Rashida Tlaib, 31, Michigan

Background

The oldest of 14 children, she was born in Detroit to working class Palestinian parents.

Tlaib entered the Michigan state House before being one of the first Muslim women elected to the US Congress. 

Controversies 

On the day she entered Congress, Tlaib told a group of supporters her mission was to impeach Trump, who she branded a ‘motherf*****’.

And in May, Republicans accused Tlaib of spitting anti-Semitic remarks after she said talking about the Holocaust was ‘calming’.

Trump tweeted: ‘Rep. Tlaib is being slammed for her horrible and highly insensitive statement on the Holocaust. 

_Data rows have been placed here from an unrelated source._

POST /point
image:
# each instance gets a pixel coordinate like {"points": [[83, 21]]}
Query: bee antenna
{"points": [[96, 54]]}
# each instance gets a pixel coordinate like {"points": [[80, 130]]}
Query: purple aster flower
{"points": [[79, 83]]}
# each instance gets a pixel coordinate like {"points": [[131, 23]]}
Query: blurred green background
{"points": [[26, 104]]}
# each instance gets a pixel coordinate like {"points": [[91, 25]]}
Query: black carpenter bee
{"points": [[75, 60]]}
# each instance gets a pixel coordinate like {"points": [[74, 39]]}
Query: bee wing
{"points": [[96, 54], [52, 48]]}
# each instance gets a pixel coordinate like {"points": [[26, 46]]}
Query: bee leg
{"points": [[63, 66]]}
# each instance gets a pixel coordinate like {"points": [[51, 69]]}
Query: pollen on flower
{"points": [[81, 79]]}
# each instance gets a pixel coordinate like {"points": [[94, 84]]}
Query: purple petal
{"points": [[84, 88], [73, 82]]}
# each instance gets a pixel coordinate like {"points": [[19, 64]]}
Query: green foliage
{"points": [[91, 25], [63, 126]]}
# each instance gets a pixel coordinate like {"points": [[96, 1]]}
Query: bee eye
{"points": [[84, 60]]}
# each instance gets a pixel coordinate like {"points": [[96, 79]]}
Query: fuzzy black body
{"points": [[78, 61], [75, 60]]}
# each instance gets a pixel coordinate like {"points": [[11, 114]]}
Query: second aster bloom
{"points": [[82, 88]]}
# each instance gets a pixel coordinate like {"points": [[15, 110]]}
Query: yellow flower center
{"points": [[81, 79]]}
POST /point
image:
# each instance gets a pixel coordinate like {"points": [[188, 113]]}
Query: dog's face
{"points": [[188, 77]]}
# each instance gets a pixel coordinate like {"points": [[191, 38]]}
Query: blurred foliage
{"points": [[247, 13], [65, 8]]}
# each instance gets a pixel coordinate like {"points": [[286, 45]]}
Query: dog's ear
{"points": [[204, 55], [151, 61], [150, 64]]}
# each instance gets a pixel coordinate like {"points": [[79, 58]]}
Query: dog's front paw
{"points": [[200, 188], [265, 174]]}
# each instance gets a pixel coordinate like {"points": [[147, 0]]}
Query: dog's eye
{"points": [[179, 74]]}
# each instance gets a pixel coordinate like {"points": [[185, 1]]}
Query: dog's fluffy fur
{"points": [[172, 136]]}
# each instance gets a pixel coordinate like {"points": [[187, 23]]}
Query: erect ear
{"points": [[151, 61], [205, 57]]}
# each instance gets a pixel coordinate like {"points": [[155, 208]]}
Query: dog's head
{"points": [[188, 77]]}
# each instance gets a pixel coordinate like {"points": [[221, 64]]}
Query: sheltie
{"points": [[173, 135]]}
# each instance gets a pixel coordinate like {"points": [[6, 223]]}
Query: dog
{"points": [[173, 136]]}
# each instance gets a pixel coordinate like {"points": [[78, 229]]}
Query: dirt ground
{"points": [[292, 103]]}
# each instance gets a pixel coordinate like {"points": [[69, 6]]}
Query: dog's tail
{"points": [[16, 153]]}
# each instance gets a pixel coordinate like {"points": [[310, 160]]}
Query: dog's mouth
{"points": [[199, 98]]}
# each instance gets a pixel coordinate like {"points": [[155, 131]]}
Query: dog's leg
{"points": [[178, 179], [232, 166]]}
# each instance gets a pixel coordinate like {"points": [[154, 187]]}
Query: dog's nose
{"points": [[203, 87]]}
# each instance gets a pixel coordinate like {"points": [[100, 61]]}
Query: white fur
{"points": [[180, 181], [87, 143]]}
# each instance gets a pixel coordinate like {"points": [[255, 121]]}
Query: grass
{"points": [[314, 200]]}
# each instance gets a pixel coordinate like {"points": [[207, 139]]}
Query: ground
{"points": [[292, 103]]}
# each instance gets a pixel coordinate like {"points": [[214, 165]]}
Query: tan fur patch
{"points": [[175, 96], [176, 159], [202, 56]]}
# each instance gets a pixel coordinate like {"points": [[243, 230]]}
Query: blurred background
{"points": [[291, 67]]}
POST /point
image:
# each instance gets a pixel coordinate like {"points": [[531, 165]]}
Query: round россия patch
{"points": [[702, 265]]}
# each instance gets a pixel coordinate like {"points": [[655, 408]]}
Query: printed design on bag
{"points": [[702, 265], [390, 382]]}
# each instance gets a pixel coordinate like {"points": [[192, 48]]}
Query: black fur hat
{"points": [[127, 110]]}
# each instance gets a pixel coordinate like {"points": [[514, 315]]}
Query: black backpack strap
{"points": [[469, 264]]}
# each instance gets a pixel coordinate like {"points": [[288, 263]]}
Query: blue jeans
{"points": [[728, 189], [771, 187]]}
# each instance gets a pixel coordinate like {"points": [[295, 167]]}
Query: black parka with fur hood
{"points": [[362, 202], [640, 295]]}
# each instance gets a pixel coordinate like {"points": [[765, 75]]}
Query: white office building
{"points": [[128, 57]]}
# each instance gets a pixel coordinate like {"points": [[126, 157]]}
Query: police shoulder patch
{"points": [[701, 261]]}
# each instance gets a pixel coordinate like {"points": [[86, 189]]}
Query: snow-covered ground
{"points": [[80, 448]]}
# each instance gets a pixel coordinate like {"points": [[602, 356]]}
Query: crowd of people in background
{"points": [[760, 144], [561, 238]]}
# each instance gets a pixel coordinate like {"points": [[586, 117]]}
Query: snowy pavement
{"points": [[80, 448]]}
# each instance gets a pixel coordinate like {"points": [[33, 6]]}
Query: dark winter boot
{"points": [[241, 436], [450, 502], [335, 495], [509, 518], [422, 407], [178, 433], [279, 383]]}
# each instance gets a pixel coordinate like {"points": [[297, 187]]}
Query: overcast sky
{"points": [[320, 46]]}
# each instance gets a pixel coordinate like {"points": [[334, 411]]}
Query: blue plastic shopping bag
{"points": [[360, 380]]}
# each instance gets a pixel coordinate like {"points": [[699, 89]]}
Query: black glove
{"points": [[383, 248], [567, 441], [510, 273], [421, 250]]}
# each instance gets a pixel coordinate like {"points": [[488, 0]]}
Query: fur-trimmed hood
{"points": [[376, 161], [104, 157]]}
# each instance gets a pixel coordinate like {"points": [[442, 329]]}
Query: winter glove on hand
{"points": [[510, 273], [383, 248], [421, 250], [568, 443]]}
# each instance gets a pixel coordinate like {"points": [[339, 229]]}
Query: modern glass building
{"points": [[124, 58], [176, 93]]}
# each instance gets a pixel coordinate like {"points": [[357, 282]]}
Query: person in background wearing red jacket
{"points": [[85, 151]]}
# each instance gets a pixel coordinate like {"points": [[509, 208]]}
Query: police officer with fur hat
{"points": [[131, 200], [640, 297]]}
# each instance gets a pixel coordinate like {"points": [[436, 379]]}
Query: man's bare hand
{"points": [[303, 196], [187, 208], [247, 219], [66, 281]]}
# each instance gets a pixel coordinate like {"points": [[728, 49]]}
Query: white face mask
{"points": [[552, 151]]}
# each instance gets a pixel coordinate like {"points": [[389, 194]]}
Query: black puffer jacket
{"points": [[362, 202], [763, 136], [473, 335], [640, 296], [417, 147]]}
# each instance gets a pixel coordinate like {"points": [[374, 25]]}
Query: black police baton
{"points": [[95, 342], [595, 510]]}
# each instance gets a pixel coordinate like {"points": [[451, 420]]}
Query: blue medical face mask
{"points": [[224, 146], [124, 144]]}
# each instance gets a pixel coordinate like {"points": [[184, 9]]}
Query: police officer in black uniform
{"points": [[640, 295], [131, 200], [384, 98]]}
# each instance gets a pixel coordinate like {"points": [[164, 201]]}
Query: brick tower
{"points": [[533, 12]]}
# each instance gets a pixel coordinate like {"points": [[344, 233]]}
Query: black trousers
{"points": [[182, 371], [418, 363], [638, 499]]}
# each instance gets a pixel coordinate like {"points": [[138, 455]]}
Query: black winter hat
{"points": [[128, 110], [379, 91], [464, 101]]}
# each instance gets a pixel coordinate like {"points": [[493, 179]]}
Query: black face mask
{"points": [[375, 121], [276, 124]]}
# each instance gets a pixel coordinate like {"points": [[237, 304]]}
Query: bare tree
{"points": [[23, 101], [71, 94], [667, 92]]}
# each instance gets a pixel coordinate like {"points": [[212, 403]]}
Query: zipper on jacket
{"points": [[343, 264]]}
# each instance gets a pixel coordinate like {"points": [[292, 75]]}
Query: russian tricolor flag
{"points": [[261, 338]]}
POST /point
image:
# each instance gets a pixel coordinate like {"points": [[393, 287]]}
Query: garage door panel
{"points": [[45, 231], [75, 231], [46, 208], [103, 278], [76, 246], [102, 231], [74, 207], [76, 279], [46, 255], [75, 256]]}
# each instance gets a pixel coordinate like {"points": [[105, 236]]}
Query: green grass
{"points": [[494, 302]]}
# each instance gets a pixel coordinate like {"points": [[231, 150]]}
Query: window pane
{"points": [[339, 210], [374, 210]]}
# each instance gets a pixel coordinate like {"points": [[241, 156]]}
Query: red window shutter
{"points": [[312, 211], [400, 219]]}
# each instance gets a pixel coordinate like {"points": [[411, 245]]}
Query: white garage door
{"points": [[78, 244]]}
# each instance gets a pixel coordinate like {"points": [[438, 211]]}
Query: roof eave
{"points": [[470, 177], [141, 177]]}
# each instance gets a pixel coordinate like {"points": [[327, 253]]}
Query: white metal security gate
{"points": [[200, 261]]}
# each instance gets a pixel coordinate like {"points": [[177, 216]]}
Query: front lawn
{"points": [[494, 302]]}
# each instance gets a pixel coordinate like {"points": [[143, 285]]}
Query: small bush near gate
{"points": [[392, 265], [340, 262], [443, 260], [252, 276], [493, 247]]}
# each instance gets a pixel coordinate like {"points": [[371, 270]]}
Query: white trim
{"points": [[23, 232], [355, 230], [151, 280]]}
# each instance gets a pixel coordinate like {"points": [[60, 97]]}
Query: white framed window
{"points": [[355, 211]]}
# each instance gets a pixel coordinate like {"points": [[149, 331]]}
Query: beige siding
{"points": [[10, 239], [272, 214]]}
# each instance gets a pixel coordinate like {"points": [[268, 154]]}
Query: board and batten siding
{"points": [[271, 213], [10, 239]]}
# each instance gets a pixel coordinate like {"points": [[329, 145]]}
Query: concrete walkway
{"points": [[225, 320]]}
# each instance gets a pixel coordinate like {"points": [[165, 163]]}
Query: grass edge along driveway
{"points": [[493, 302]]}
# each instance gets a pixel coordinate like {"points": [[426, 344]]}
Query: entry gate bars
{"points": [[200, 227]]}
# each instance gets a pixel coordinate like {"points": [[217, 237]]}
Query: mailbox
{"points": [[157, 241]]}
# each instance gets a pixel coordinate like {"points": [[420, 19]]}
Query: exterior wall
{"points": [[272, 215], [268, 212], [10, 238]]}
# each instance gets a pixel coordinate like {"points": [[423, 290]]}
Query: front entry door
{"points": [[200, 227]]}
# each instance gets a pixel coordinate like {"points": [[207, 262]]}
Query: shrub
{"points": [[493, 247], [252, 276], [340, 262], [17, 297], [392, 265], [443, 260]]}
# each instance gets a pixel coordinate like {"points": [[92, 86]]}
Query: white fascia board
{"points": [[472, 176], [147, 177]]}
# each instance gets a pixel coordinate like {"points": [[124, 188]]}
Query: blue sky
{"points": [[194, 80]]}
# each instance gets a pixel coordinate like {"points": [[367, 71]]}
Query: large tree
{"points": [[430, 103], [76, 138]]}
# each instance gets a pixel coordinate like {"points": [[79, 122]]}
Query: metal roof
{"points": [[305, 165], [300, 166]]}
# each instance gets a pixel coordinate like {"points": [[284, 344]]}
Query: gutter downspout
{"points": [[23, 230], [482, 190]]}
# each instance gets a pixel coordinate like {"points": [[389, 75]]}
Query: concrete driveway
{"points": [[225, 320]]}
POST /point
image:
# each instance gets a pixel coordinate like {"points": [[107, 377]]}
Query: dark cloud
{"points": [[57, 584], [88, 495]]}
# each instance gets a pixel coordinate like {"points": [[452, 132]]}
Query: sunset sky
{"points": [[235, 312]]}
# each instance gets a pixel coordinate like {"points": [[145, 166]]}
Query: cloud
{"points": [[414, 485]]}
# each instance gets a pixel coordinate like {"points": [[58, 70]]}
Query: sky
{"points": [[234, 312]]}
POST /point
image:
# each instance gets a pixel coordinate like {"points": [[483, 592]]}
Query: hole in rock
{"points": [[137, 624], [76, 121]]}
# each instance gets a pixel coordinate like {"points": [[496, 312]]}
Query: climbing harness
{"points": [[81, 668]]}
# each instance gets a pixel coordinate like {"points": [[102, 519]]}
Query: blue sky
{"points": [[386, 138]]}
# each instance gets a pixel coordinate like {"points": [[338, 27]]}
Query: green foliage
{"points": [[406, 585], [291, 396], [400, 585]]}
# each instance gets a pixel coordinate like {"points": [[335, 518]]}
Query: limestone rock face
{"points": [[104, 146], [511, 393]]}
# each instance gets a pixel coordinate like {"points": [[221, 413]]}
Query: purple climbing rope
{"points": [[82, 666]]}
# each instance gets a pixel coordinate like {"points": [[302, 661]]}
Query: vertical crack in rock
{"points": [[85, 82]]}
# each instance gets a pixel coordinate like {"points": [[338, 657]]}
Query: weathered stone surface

‘She obviously has tremendous hatred of Israel and the Jewish people.’

But Democrats insist that she was referring to the efforts of her Palestinian ancestors in creating a safe haven for the Jewish people. 

Radical policies

She has called for the Immigration Customs Enforcement agency to be abolished and wants a $15 per hour minimum wage.

She often rallies against the super-rich and vows to protect the unions to fight against wealthy Wall Street businesses. 

She advocates scrapping the cap on what millionaires pay into the Social Security system.